Enacted in 1993, the FMLA allows an employee who has worked at least 1,250 hours during a 12-month period in an organization of 50 or more employees to take up to 12 work weeks of unpaid leave during a 12-month period for the birth or adoption of a child (family leave); the care of a child, spouse, or parent who has a serious health condition; or a serious health condition that prevents the employee from performing the functions of his or her position.

But human resource professionals have been struggling with the precise definitions of the law. It’s supposed to cover serious health conditions not relatively minor ailments. Employers also need to administer unscheduled leaves in a way that’s fair to all employees.

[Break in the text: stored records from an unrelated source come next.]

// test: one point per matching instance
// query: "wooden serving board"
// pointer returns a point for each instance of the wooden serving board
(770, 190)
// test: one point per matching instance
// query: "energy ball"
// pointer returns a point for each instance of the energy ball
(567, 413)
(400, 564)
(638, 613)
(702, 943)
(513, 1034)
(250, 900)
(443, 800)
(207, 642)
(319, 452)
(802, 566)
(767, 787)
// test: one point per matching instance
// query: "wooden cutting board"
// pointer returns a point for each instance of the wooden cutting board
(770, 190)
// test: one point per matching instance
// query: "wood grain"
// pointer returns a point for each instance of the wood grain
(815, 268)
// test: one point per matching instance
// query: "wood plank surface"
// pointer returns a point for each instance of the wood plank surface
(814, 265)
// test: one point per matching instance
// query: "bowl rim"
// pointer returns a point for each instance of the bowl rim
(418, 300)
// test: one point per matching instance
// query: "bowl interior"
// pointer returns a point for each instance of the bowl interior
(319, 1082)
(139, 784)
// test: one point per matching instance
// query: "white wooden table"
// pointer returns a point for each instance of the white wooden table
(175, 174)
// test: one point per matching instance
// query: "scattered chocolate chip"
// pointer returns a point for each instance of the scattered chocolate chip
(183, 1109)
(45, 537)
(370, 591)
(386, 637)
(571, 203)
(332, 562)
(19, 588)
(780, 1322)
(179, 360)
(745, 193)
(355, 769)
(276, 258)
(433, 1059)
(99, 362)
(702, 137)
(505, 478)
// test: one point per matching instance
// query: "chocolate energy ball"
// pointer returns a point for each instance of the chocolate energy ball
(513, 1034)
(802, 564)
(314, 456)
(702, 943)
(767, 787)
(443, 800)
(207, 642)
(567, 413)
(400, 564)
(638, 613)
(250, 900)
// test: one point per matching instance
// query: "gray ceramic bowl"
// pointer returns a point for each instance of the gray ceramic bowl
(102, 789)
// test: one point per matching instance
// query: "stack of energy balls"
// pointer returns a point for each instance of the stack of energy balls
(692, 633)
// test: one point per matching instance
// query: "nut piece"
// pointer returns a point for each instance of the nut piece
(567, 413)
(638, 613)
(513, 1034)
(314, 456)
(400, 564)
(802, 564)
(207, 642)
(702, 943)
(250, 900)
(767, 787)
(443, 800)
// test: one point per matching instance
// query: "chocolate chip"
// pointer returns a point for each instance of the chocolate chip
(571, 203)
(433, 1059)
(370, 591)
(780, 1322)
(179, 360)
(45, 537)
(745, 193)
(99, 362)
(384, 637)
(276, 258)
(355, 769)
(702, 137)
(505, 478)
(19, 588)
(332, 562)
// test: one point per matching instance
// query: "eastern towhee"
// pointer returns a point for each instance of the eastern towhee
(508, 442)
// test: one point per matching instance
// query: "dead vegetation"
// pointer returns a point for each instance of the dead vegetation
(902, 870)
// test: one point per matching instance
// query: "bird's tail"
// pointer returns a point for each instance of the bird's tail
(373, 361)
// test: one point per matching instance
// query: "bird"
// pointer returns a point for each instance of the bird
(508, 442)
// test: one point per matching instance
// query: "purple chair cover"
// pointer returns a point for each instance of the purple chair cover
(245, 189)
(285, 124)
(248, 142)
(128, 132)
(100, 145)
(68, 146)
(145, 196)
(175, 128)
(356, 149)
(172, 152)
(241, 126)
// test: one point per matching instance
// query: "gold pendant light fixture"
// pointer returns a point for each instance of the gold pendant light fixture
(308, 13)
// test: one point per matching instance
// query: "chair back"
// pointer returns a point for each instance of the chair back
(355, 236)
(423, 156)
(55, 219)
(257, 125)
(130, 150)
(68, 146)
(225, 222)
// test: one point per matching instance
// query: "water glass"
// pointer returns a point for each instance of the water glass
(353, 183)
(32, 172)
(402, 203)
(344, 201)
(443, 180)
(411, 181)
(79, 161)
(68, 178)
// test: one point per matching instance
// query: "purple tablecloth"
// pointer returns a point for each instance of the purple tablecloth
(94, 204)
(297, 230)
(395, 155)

The Society for Human Resource Management (SHRM) leads a coalition that submitted lengthy comments to the Department of Labor, which is responsible for revisions to the FMLA. More than 100 associations and organizations co-signed the comprehensive comments submitted by the National Coalition to Protect Family Leave (NCPFL).

While some provisions of the FMLA work well for both employers and employees, HR professionals have struggled to interpret other provisions, said Lisa Horn, SHRM manager of health care and chair of the NCPFL. These include intermittent leave, medical certifications, and the definition of a serious health condition. The SHRM wants to ensure that the FMLA regulations strike a balance between the employer’s needs and an employee’s need for time to attend to family and medical issues. The FMLA was never intended to turn full-time jobs into part-time jobs and the consequences of unscheduled, sporadic leave on workplaces were never anticipated, according to The National Coalition to Protect Family Leave.

The original purpose of the FMLA, as envisioned by Congress, will never be fully realized until both employees and employers both feel comfortable that an employee is rightly entitled to FMLA leave, said Horn.